Congressional Democrats have made good punching bags over the last seven months because they’ve been largely powerless to stop President Donald Trump’s bumbling agenda, but slogans are mostly trivia; what matters is what the Democrats plan to do. And on Monday, Senate Minority Leader Chuck Schumer (D-N.Y.) unveiled the economic agenda his party aims to run on next year. While much of what he is promising is not exactly new (even the ill-fated Clinton–Kaine expedition ran on a promise of better skills, jobs, and wages), Schumer’s message is strikingly aggressive in one key area: drawing a direct line between the struggles of the working class and the increasingly monopolistic growth of the country largest corporations:

Right now, there is nothing to stop vulture capitalists from egregiously raising the price of lifesaving drugs without justification. We’re going to fight for rules to stop prescription drug price gouging and demand that drug companies justify price increases to the public. And we’re going to push for empowering Medicare to negotiate lower drug prices for older Americans.

Right now our antitrust laws are designed to allow huge corporations to merge, padding the pockets of investors but sending costs skyrocketing for everything from cable bills and airline tickets to food and health care. We are going to fight to allow regulators to break up big companies if they’re hurting consumers and to make it harder for companies to merge if it reduces competition.

Did you hear that? That’s the sound of Elizabeth Warren tightening her grip on the Democratic Party.

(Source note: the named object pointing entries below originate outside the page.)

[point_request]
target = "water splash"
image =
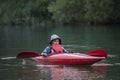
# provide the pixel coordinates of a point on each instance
(7, 58)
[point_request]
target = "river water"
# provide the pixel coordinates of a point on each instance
(15, 39)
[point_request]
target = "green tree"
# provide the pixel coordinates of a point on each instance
(98, 10)
(67, 10)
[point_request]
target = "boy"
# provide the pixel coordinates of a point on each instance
(54, 46)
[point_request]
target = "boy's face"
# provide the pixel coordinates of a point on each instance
(56, 41)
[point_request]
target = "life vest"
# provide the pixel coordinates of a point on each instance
(56, 48)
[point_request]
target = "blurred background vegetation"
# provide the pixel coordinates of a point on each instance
(59, 11)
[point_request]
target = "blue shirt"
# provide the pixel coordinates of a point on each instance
(47, 50)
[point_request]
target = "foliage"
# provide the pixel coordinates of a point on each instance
(63, 11)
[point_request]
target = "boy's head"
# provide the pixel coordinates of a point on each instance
(55, 39)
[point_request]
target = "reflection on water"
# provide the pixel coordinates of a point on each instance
(62, 72)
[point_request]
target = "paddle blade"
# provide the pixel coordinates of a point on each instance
(97, 53)
(27, 54)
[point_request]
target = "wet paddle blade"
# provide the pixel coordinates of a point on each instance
(27, 54)
(97, 53)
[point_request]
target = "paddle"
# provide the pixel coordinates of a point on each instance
(27, 54)
(98, 53)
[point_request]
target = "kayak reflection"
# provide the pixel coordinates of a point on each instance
(62, 72)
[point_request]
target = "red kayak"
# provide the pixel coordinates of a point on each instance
(68, 59)
(89, 58)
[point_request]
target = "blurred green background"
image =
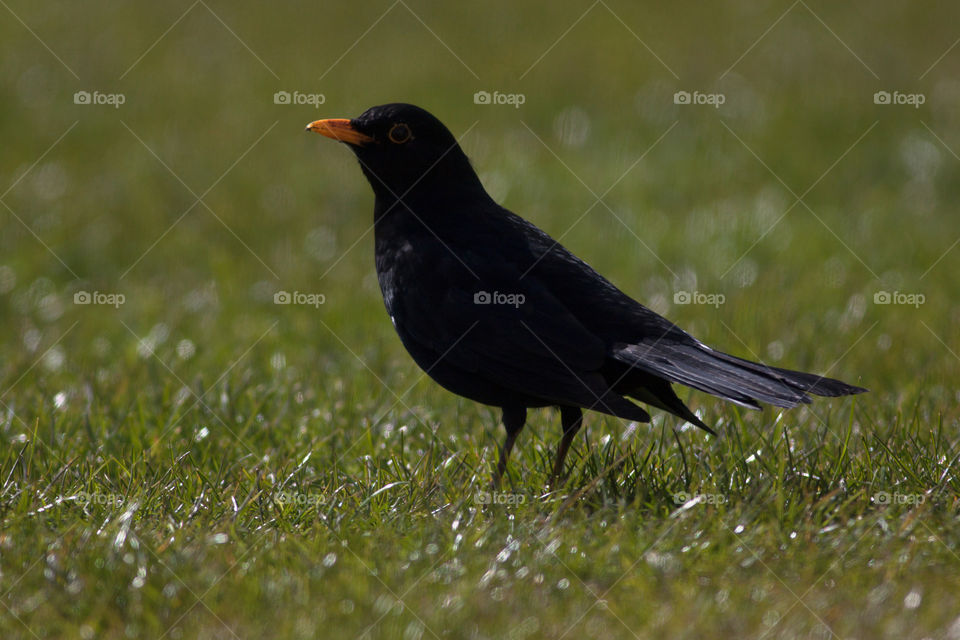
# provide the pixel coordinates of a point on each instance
(800, 200)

Breaking up monopolistic corporations has not been a big talking point for party leaders over the last decade, even in the wake of the financial crisis and the Great Recession that got even Paul Ryan talking about “income inequality.” The idea was central to the message of people like Warren, Sen. Bernie Sanders of Vermont, and former New York congressional candidate and progressive favorite Zephyr Teachout, but an afterthought to the party writ large. In the aftermath of the election, however, as party leaders wrestled with whether to commit themselves to a more populist agenda, there has been a steady drumbeat of anti-monopoly policies, as ably chronicled by Matt Stoller, a fellow at the liberal New America Foundation, in an essay for the New Republic calling for Democrats to return to their “trust-busting roots”:

In the current climate, Democrats oppose antitrust measures at their own peril. During a recent debate over the budget resolution, [Minnesota Sen. Amy Klobuchar] and Bernie Sanders introduced a proposal to allow the importation of prescription drugs, a measure designed to introduce competition into the pharmaceutical marketplace and reduce prices. Several Democrats, including Senator Cory Booker, worked with the Republicans to vote the measure down. Grassroots reformers responded by sending out email alerts, and Booker was deluged by comments from angry voters. A month later, Booker and Sanders proposed a joint bill to allow prescription drug imports.

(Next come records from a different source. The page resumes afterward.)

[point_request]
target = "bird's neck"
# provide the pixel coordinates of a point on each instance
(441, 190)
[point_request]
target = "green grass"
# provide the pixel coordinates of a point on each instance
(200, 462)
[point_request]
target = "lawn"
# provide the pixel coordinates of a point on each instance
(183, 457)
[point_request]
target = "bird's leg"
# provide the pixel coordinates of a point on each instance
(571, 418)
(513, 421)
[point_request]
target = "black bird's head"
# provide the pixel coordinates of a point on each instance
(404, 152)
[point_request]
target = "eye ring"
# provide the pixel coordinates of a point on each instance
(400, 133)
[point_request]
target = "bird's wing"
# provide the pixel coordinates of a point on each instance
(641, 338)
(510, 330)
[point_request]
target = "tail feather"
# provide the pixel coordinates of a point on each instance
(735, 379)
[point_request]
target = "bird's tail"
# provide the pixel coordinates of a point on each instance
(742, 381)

That Schumer, the archetypal corporate-friendly Democrat, would ape the language of Warren, Sanders, and Teachout suggests that at least on this front, the populists have won the argument. Teachout, for her part, seemed to recognize the significance of the language:

Democrats have earned the skepticism they face after big losses in three of the last four national elections, and, tautological though it may sound, they won’t shake their loser tag until they actually start to win. But maybe you really can teach an old donkey new tricks.